“Risk
and robustness in RL: Nothing ventured, nothing gained”
In this talk I will start from
giving a broad overview of my research, focusing on the essential elements
needed for scaling reinforcement learning to real-world problems. I
will present a scheme called "extended intelligence" that concerns
the design of systems that participate as responsible, aware and robust
elements of more complex systems. I will then deep dive into the
question of how to create control policies from existing historical data and
how to sample trajectories so that future control policies would
have less uncertain return. This question has been central in reinforcement
learning in the last decade if not more, and involves methods from statistics,
optimization, and control theory. We will focus on one the possible remedies to
uncertainty in sequential decision problems: using risk measures such as the
conditional value-at-risk as the objective to be optimized rather than the
ubiquitous expected reward. We consider the complexity and efficiency of
evaluating and optimizing risk measures. Our main theme is that considering
risk is essential to obtain resilience to model uncertainty
and model mismatch. We then turn our attention to online approaches
that adapt on-the-fly to the level of uncertainty of a given trajectory, thus
achieving robustness without being overly conservative. If time permits, I will
shortly discuss a couple of real-world applications my group has been working:
one in energy management and one in healthcare.

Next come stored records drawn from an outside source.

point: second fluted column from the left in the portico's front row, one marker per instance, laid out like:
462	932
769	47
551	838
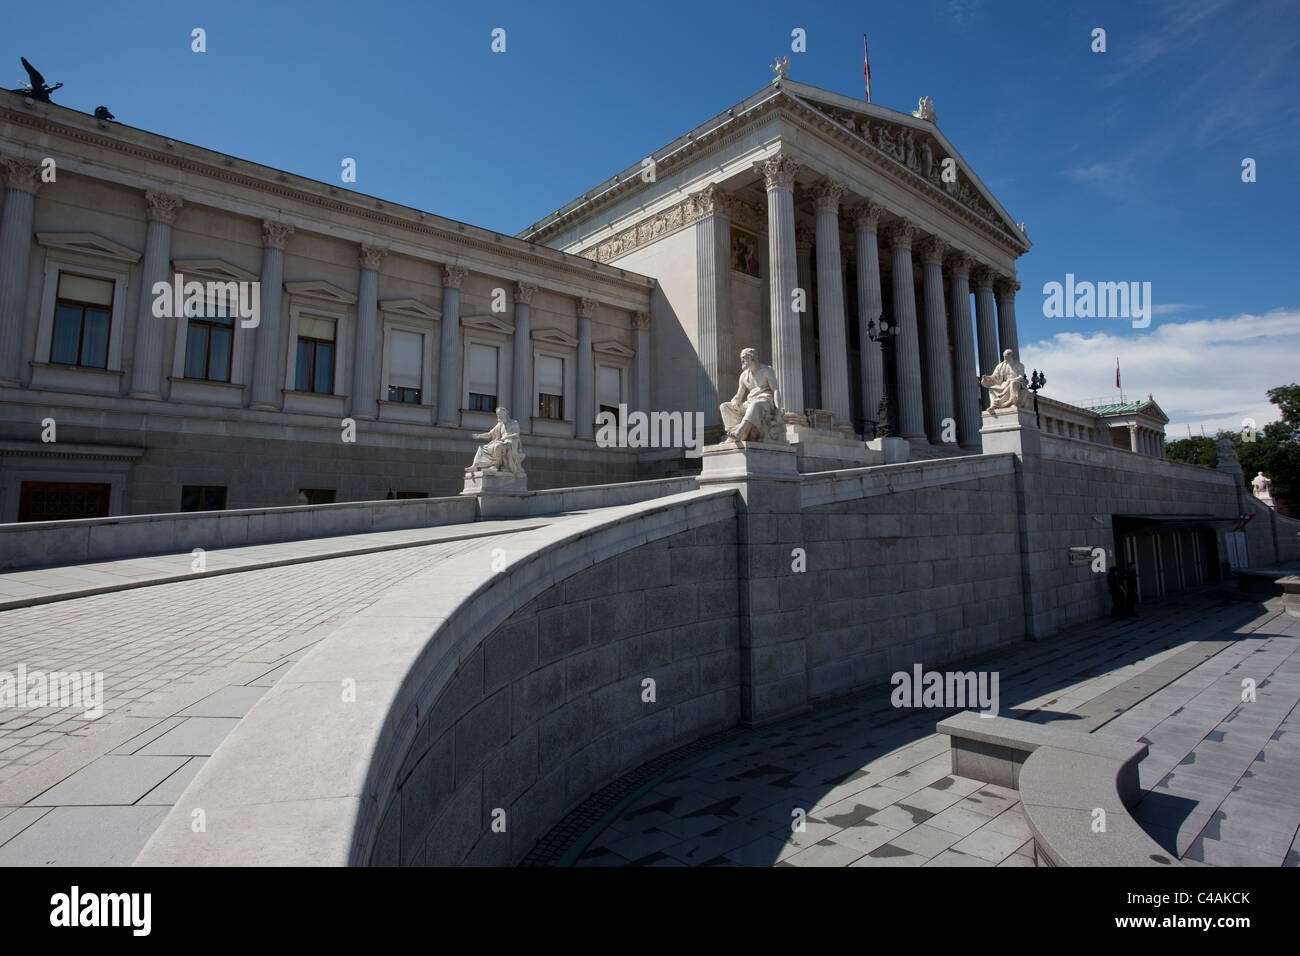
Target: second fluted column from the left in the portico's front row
830	312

Shie Mannor graduated from the
Technion – Israel Institute of Technology with a BSc in electrical engineering
and BA in mathematics (both summa cum laude) in 1996. After that, he spent
almost four years as an intelligence officer with the Israeli Defense Forces.

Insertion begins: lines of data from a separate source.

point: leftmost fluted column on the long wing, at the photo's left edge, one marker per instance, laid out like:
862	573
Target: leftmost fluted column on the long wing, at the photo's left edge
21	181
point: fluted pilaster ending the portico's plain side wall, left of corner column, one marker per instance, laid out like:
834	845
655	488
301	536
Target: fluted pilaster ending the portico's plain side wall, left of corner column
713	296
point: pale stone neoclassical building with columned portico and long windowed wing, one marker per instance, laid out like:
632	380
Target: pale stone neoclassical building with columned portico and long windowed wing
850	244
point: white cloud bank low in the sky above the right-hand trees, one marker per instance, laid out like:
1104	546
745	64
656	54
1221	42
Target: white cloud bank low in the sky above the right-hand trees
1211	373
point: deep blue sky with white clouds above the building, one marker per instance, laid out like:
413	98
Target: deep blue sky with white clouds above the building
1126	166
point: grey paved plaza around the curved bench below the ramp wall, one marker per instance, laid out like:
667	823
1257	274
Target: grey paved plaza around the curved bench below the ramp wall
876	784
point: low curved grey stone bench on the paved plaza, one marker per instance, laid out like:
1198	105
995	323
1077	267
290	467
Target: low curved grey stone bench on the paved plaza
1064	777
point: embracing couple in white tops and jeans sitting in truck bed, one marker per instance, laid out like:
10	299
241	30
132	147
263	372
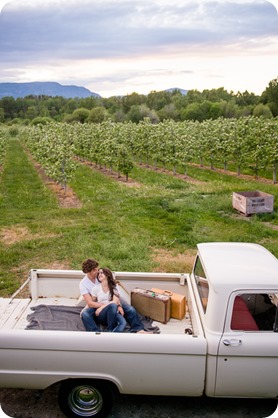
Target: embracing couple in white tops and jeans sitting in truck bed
99	290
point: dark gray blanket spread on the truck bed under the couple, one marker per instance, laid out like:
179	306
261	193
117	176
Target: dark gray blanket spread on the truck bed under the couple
67	318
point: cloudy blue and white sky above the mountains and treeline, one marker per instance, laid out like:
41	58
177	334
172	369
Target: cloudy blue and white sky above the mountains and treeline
117	47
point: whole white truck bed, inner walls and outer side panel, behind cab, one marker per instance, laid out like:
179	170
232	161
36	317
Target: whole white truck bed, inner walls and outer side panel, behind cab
153	364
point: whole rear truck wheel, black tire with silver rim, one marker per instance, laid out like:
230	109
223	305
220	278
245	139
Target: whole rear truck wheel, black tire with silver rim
85	398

He earned his Ph.D. in electrical engineering from the Technion in 2002, under
the supervision of Nahum Shimkin. He was a Fulbright postdoctoral associate
with LIDS (MIT), working with John Tsitsiklis for two years. He was in the
Department of Electrical and Computer Engineering at McGill University from July
2004 to August 2010, where he held a Canada Research Chair in Machine Learning
from 2005 to 2009. He has been a professor with the Department of Electrical
Engineering at the Technion since 2008.